What are struggles in your courses? For you? For your students? Disengagement? Burn out? Lack of reading? Other?
Post your reflection on this topic as a comment below.
What are struggles in your courses? For you? For your students? Disengagement? Burn out? Lack of reading? Other?
Post your reflection on this topic as a comment below.
16 thoughts on “What are the struggles in your course?”
One of the main challenges I faced in my Introduction to Literature 201 course was motivating my students to read lengthy stories or plays outside of the classroom. This became especially apparent after spring break when it became clear that many of my students had not completed the assigned reading, which was focused on drama. To assess their engagement with the play “Doubt: A Parable” by John Patrick Shanley, I decided to give a pop quiz. Unfortunately, I received numerous apologies from students admitting that they hadn’t bothered to read the play over the break. While I appreciated their honesty, I couldn’t help but feel disappointed and question the effort I put into the class if students weren’t going to be equally invested. This temporary frustration weighed heavily on me.

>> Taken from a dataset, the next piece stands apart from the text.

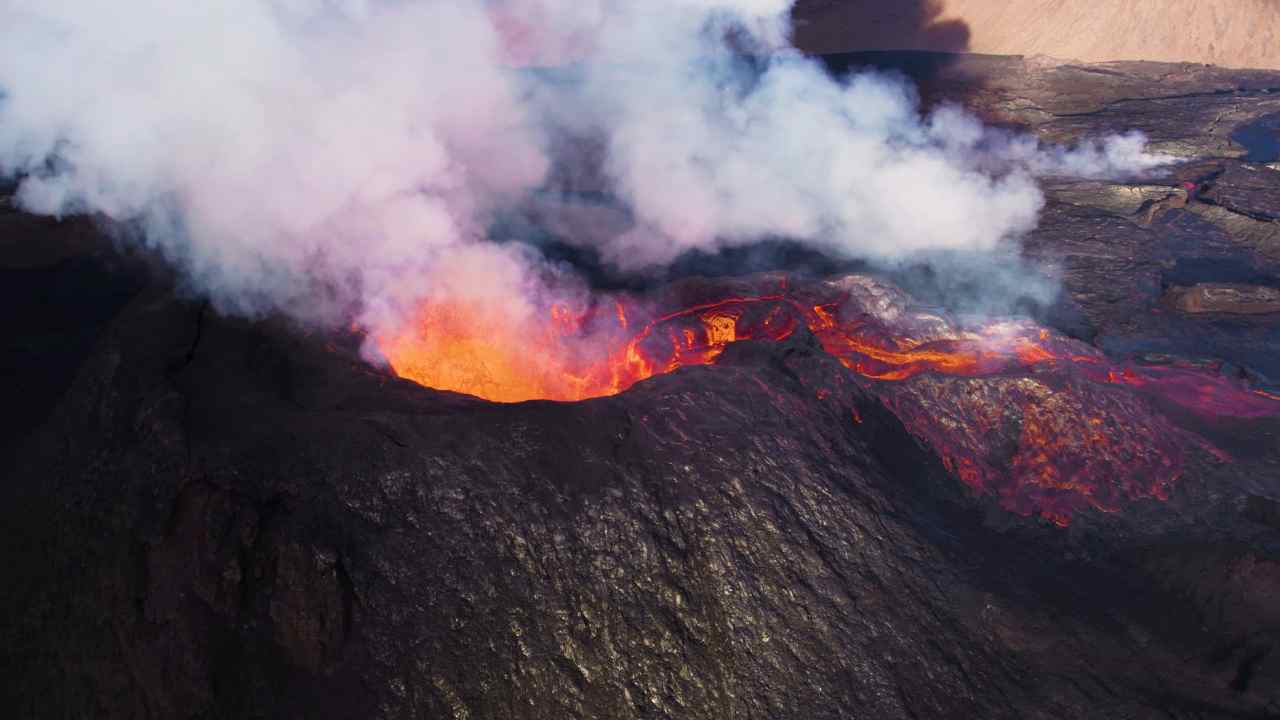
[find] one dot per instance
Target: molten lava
(1043, 422)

This is so true. I have found that getting my students to read anything outside of the classroom is an uphill battle, especially post pandemic. I basically have to do the majority of the class readings for 201 during the class time. The only time in the past year I was able to get the majority of students to complete a reading outside of class was when I gave them a short story that was only a page long and repeatedly emphasized how they could read it on the train ride home.
There are so many struggles. The biggest is the reality of BMCC students’ lives. I have, for many years, taught a 7AM class. As a rule, people don’t take class at 7AM for fun. They take it because they have a job and a family. This is also true for students taking class at more reasonable hours as well. Balancing school with these responsibilities is difficult for the most committed student, so for a more marginal student it is that much harder. Another issue is online teaching. My classes requires I play music for my students and sometimes fairly long excerpts — in many ways that is the best part. In person, I can see and gauge how a work is affecting a class, but online…it is much harder to know.

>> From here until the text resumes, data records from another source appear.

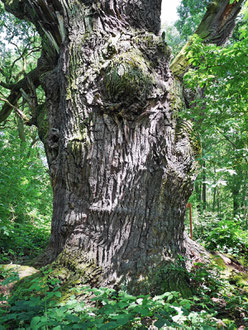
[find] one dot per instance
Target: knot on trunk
(127, 82)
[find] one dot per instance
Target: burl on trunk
(121, 165)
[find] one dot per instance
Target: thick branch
(47, 16)
(219, 21)
(216, 27)
(16, 93)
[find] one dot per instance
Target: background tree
(121, 165)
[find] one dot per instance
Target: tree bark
(121, 167)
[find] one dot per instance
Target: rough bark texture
(121, 166)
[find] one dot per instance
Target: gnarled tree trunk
(121, 166)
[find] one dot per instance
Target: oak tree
(121, 164)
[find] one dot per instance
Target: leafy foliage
(25, 198)
(40, 305)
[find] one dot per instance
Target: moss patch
(127, 79)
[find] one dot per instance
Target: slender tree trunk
(204, 187)
(121, 176)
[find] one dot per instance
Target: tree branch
(11, 101)
(216, 27)
(18, 111)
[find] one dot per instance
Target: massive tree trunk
(121, 166)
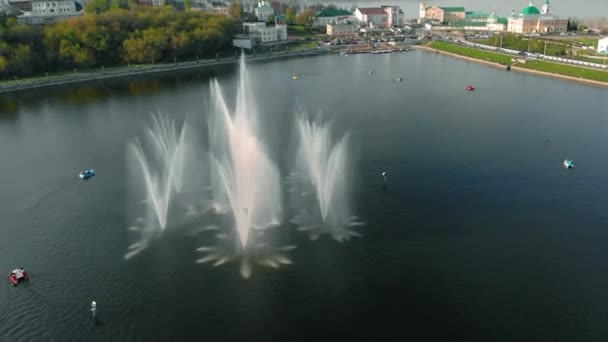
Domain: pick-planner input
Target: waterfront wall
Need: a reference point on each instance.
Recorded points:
(126, 72)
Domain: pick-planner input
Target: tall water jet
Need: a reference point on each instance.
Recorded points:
(161, 166)
(323, 167)
(247, 179)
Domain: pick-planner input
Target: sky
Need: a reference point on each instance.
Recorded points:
(567, 8)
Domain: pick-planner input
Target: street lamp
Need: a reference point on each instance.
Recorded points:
(500, 48)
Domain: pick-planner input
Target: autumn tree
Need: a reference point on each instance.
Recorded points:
(290, 15)
(236, 10)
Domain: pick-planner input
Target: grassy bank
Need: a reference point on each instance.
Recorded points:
(471, 52)
(540, 66)
(566, 70)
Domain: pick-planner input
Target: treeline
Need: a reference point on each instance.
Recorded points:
(118, 36)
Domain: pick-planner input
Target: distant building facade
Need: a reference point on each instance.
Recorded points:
(47, 12)
(22, 5)
(439, 14)
(533, 20)
(264, 11)
(258, 33)
(602, 45)
(380, 17)
(342, 29)
(331, 16)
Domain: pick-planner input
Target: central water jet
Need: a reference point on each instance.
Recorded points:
(247, 180)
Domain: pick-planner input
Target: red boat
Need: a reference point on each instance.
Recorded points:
(18, 275)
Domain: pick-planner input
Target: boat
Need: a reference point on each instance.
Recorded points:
(87, 174)
(18, 275)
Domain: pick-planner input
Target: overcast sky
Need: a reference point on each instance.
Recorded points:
(568, 8)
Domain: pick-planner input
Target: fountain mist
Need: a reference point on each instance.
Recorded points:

And of course there is the subject matter –– Western Classical Music — the vast majority of students come in with a mind set, conscious or not, that this is not music for them. Much of the semester is spent trying to overcome that prejudice.
This reminded me of the concept “mirrors & windows”, which our Teacher Education faculty mention in relation to culturally sustaining pedagogies and is often talked about in relation to K-12 and literacy/reading. Rudine Sims Bishop wrote the originating article, I believe: “Books are sometimes windows, offering views of worlds that may be real or imagined, familiar or strange. These windows are also sliding glass doors, and readers have only to walk through in imagination to become part of whatever world has been created and recreated by the author. When lighting conditions are just right, however, a window can also be a mirror. Literature transforms human experience and reflects it back to us, and in that reflection we can see our own lives and experiences as part of the larger human experience. Reading, then, becomes a means of self-affirmation, and readers often seek their mirrors in books.”
I wonder if this might resonate in teaching music and other arts as well.
(Source: Rudine Sims Bishop, “Mirrors, Windows, and Sliding Glass Doors” originally appeared in Perspectives: Choosing Books for the Classroom. Vo. 6, no. 3. Summer 1990.)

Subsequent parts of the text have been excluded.